Wat doe je als je even geen inspiratie hebt?
Robin: “Inspiratie vinden gaat bij mij echt in fases. Zo heb ik het afgelopen halfjaar niet meer getekend. Vaak ga ik dan iets natekenen, en zie ik dat als een oefening in waarnemingstekenen. Tijdens mijn opleiding Beeldverhaal hebben we dit veel moeten doen en dat hielp me altijd verder op weg. Vaak ga ik naar het park, of op café mensen kijken en teken ik wat er op dat moment te zien is. En als ik dan naar buiten ga, sleep ik altijd net iets te veel materiaal met me mee. Maar ondertussen ben ik al overgestapt naar kleinere schetsboekjes die passen in mijn broekzak. Dat is leuker om onopgemerkt mensen na te tekenen op het openbaar vervoer. Het lijkt me heel gezond om veel te maken, omdat niet elke tekening die je maakt een eindproduct hoeft te zijn."
Heb je angst voor het witte blad?
Robin: “Ik start niet zo graag van een wit blad.

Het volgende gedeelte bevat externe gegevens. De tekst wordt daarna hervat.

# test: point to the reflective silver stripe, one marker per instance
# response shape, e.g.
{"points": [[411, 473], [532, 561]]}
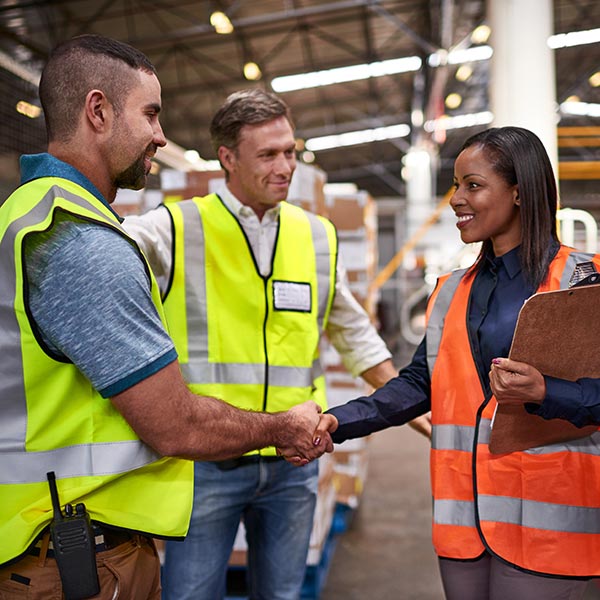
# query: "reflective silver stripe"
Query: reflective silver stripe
{"points": [[247, 373], [13, 424], [586, 445], [539, 515], [198, 370], [572, 260], [195, 286], [454, 512], [459, 437], [435, 325], [75, 461], [323, 257]]}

Dat voelt heel intimiderend aan. Ik vind het veiliger om te beginnen met een kleur of een veeg. Dat voelt niet zo permanent aan. Daarom blader ik ook graag terug in mijn schetsboeken, om verder te kunnen werken op een al bestaande veeg of tekening en er nieuwe lagen op aan te brengen. Mijn schetsboeken ben ik op den duur wel beginnen labelen per periode. Hierdoor dwong ik mezelf om mijn schetsboek in de kast te schuiven, zodat ik er even niet meer aan mag komen. Anders zou ik blijven laag op laag leggen. Het zijn daardoor een soort tijdscapsules geworden."